Abu Jibril Keluar dari LP Salemba
Rabu, 27 Okt 2004 00:42 WIB
Jakarta - Abu Jibril menghirup udara bebas setelah keluar dari LP Salemba. Dia akan menikmati sahur bersama dengan rekan-rekan Majelis Mujahidin Indonesia (MMI).Dia ditahan 5 bulan 15 hari berdasarkan vonis Pengadilan Negeri Jakarta Pusat karena dianggap terbukti memberikan identitas palsu saat membuat paspor di kantor imigrasi KBRI Kuala Lumpur pada November 1999."Persisnya pukul 00.10 WIB Abu Jibril keluar dari LP Salemba. Dia dalam kondisi sehat dan merasa lega karena sudah bebas," kata pengacaranya Munarman saat dikonfirmasi detikcom puku 00.30 WIB, Rabu (27/10/2004).Dijelaskan dia, masa tahanan Abu Jibril memang sudah berakhir pada 26 Oktober 2004. Sehingga terhitung sejak pukul 00.00 WIB, 27 Oktober 2004, Abu Jibril sudah bisa dikeluarkan dari tahanan."Pengurusan surat-suratnya alhamdulillah lancar. Kita sudah urus dari tadi siang. Surat-surat sudah diteken, adminsitrasi sudah beres. Jadi dinihari ini fisiknya saja, semua berjalan lancar," tutur Munarman.Dia mengaku belum tahu persis apa yang akan dilakukan Abu Jibril setelah keluar dari tahanan. "Yang jelas sekarang kita sedang dalam perjalanan menuju markas MMI. Kita mau sahur bersama dan syukuran," ujarnya.Munarman memaparkan, Abu Jibril sudah 4 tahun mendekam di penjara. Antara lain selama 2 tahun di Malaysia karena dikenai UU Internal Security Act. Kemudian ditahan kembali selama 2 tahun di Malaysia karena pelanggaran imigrasi."Padahal Abu Jibril bukan masuk Malaysia secara ilegal.
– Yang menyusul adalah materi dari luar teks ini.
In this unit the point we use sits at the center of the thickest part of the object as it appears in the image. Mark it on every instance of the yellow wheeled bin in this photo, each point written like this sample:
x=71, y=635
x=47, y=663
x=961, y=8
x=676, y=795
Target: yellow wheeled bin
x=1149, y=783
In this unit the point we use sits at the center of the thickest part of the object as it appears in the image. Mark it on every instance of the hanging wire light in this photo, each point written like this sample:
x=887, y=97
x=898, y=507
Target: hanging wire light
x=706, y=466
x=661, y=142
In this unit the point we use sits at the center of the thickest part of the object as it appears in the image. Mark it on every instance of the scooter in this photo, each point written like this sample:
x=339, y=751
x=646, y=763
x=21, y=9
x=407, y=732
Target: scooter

Dia punya permanent residence. Jadi alasan penahanannya tidak jelas. Tidak ada pelanggaran sebenarnya. Dia mengajukan permohonan tetap tinggal di Malaysia dikabulkan. Tapi kemudian pengadilan membatalkannya," urainya.Selanjutnya, sambung Munarman, Abu Jibril ditahan di LP Salemba Jakarta dengan pasal yang disebutnya sebagai pasal cantelan, yakni memberikan keterangan tidak sah saat membuat paspor di kantor imigrasi KBRI Kuala Lumpur pada November 1999."Padahal targetnya memang hanya ingin menahan Abu Jibril, alasannya dicari-cari. Jaksa penuntutnya sendiri mengaku sempat ditelepon dari AS dan Australia yang keberatan dengan vonis terhadap Abu Jibril," ungkapnya.Dia pun tidak menutup kemungkinan Abu Jibril akan dicari-cari lagi kesalahannya untuk diseret kembali ke penjara. "AS dan Australia itu kan paranoid. Orang yang menganut paham politik, bukan perbuatan, khususnya jihad, targetnya ya ditangkap. Tapi kita sudah siap dengan kemungkinan itu," tandas Munarman.